Die funktionsgestörten Permissivkulturen gibt es in der Reinform fast gar
nicht. In den Permissivkulturen können allerdings Tendenzen in Erscheinung
treten, die Hinweise für eine Entwicklung in diese Richtung sind. Wenn breite
Schichten junger Menschen zunehmend unkontrolliert und öffentlich berauscht
sind, so ist dies als ein Alarmzeichen für die Politik zu sehen. In manchen
Regionen Deutschlands wird traditionell viel mehr getrunken als in anderen
Regionen. Das ist z.B. der Fall in Mecklenburg-Vorpommern, wo die
Alkoholikerrate und der Alkoholkonsum weit über dem deutschen Durchschnitt
liegt. Starkes und schädliches Trinken sind hier, besonders im ländlichen Bereich,
die Norm. Alkoholismus und Trinkexzesse fallen nicht gleich auf. Dies ist in
manchen osteuropäischen Staaten ebenfalls zu beobachten.
Fazit dieser kulturellen Betrachtungsweise muß die Einsicht sein, daß auf der
individuellen Ebene in unserer Kultur, der Umgang mit der Droge Alkohol gelernt
werden muss. Auf der politischen Seite müssen gesellschaftliche Phänomen
beobachtet und beeinflusst werden, deren Folgen in einer gestörten
Permissivkultur münden könnten. Für beide Aufgaben stehen heute Einrichtungen
und Institutionen zur Verfügung. Besonders die großen Verbände der
Suchtkrankenhilfe sind hier gefragt. Sie entwerfen Konzepte zur Vorbeugung und
zielen damit auf junge Menschen, die den Umgang mit Alkohol „lernen“ müssen.

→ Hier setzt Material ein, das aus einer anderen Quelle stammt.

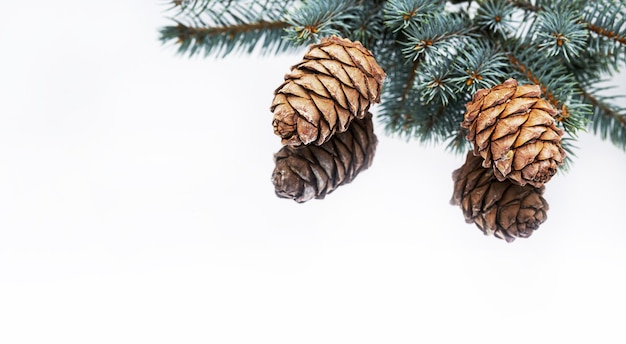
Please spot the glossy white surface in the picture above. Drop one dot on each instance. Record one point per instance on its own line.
(136, 206)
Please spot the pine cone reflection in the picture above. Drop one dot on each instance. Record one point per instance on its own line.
(307, 172)
(500, 208)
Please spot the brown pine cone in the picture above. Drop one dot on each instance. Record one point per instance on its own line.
(513, 129)
(500, 208)
(307, 172)
(335, 82)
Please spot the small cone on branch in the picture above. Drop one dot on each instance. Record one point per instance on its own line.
(513, 129)
(336, 82)
(307, 172)
(499, 208)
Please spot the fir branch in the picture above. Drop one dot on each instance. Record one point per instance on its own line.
(608, 120)
(223, 27)
(400, 14)
(479, 65)
(560, 33)
(226, 39)
(608, 20)
(495, 16)
(319, 18)
(436, 37)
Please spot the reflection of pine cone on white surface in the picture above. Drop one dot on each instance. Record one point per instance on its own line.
(500, 208)
(513, 129)
(336, 82)
(307, 172)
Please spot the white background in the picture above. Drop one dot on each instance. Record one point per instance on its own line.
(136, 206)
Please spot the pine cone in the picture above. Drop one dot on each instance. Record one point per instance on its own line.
(335, 82)
(307, 172)
(500, 208)
(513, 129)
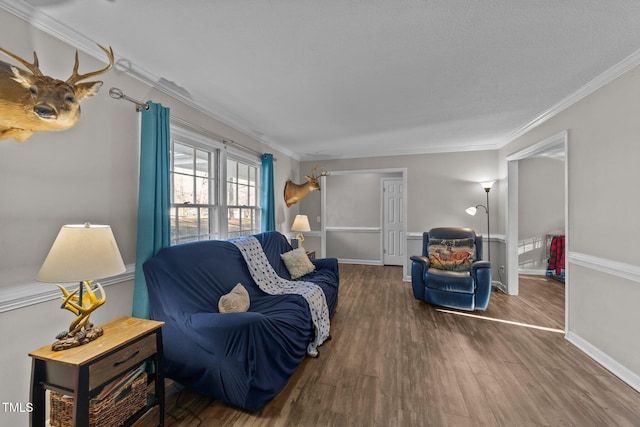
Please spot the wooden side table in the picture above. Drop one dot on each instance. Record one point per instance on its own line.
(81, 371)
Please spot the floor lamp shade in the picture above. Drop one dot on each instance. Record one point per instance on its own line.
(82, 252)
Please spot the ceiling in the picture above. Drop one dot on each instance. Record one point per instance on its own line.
(358, 78)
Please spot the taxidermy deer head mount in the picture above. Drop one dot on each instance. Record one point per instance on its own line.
(293, 193)
(31, 101)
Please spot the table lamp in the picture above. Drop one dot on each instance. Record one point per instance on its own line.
(300, 223)
(81, 253)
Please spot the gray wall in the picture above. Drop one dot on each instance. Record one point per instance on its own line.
(603, 261)
(541, 192)
(439, 189)
(88, 173)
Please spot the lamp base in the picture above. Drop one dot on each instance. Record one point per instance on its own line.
(67, 340)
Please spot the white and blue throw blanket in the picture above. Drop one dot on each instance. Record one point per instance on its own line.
(269, 281)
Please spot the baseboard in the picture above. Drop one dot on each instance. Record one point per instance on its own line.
(629, 377)
(359, 261)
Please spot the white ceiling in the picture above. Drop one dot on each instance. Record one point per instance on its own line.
(351, 78)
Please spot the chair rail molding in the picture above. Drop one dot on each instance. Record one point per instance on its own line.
(614, 268)
(20, 296)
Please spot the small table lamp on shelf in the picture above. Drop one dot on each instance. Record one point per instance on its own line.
(81, 253)
(300, 224)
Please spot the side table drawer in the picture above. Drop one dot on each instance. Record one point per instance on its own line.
(126, 358)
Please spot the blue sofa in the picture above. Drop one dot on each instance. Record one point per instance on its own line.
(243, 359)
(465, 288)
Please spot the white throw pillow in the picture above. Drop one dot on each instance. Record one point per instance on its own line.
(297, 263)
(235, 301)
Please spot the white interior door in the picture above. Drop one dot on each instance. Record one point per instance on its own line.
(392, 222)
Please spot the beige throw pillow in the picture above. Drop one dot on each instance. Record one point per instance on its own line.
(235, 301)
(297, 263)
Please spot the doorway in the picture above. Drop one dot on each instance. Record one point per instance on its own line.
(393, 233)
(556, 145)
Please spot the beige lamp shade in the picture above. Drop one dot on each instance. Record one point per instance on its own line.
(301, 223)
(82, 252)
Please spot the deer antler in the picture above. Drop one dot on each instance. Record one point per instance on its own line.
(34, 68)
(75, 77)
(83, 313)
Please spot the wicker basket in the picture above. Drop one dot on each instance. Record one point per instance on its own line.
(108, 412)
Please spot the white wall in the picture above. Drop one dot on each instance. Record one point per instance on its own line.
(603, 262)
(88, 173)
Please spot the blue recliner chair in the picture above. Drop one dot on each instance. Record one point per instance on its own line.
(451, 272)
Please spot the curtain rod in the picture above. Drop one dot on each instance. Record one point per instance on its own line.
(118, 94)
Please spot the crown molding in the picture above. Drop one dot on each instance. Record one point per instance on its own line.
(62, 32)
(603, 79)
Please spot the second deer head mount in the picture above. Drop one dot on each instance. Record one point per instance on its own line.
(293, 193)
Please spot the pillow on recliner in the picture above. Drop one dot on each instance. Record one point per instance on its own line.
(451, 254)
(297, 263)
(235, 301)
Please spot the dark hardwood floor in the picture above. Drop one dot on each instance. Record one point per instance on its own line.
(396, 361)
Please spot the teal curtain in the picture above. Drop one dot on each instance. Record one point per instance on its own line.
(153, 198)
(267, 199)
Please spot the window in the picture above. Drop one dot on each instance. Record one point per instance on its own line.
(199, 203)
(243, 210)
(194, 201)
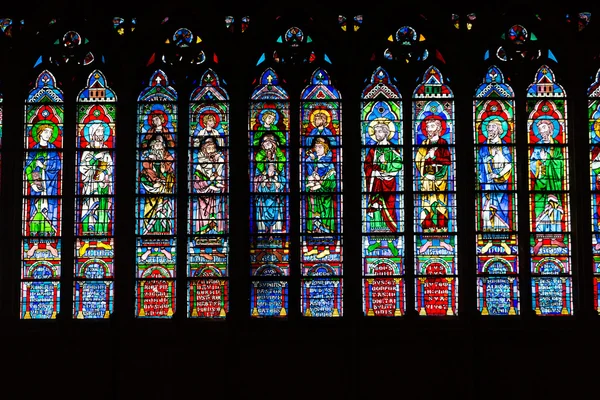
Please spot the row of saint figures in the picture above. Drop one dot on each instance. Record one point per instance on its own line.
(321, 246)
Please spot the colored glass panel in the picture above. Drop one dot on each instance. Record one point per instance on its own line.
(156, 210)
(594, 148)
(208, 202)
(93, 295)
(268, 135)
(434, 172)
(382, 198)
(496, 198)
(321, 198)
(41, 252)
(549, 198)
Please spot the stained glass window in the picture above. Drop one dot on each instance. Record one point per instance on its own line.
(382, 198)
(208, 204)
(156, 203)
(269, 125)
(0, 131)
(436, 285)
(496, 197)
(594, 142)
(549, 203)
(321, 198)
(41, 251)
(93, 294)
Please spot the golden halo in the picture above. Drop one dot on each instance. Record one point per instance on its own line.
(378, 121)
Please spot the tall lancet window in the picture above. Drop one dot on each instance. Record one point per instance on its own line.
(268, 134)
(1, 98)
(594, 141)
(208, 204)
(321, 198)
(549, 203)
(436, 285)
(382, 198)
(41, 251)
(93, 295)
(496, 197)
(156, 204)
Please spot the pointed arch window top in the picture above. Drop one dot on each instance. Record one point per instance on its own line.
(493, 85)
(545, 85)
(268, 88)
(594, 89)
(210, 88)
(45, 90)
(96, 89)
(381, 86)
(433, 85)
(320, 87)
(159, 89)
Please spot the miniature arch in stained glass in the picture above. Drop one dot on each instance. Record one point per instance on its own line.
(434, 178)
(496, 197)
(41, 255)
(156, 205)
(269, 154)
(321, 198)
(208, 203)
(383, 247)
(407, 45)
(549, 197)
(93, 295)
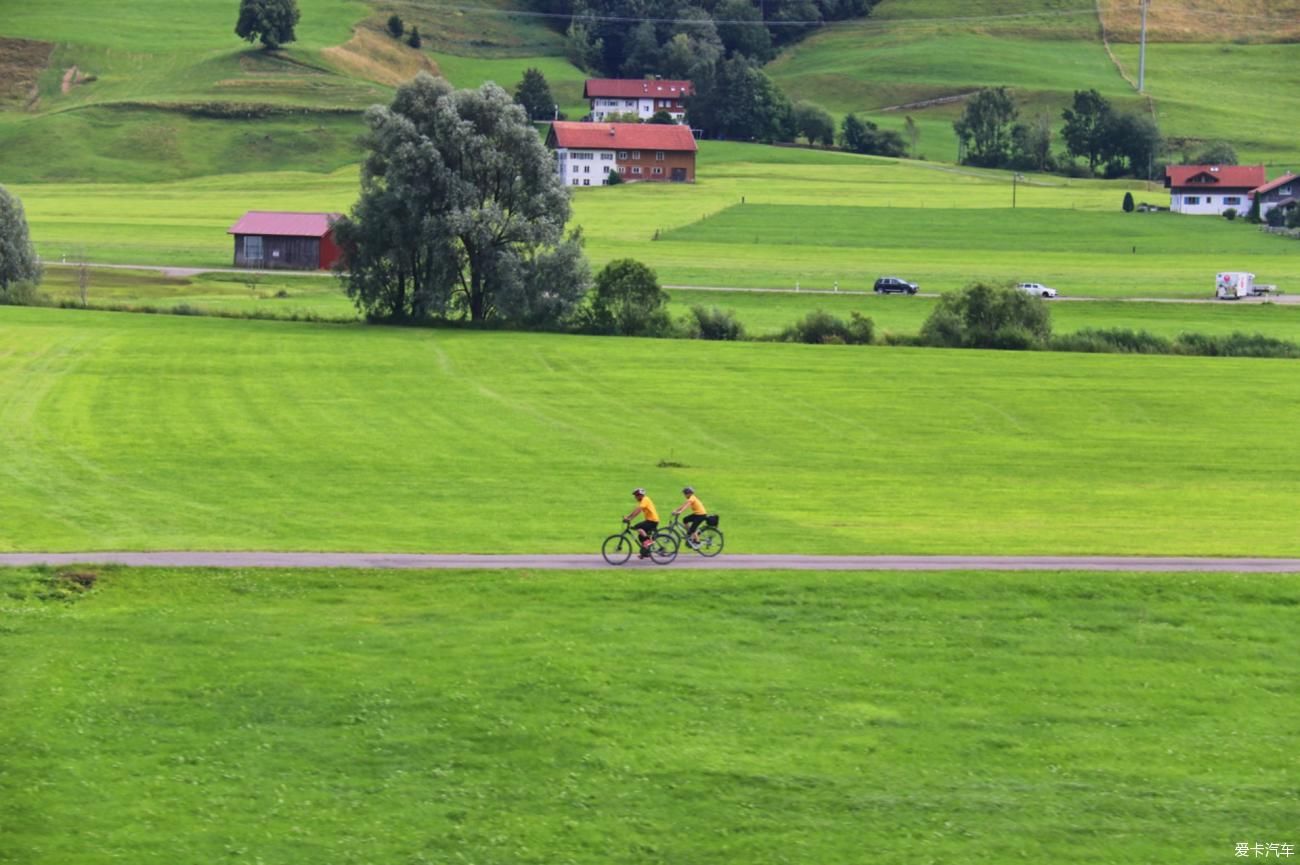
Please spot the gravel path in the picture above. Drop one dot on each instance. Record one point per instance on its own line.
(739, 562)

Gleichzeitig haben diese Verbände, wie beispielsweise das Blaue Kreuz, die
Aufgabe gesellschaftlich problematische Entwicklungen zu beobachten und mit
ihren Erkenntnissen die Politik zu beeinflussen. Eine generelle Verteufelung das
Alkohols ist unter den bestehenden kulturellen Gegebenheiten unrealistisch.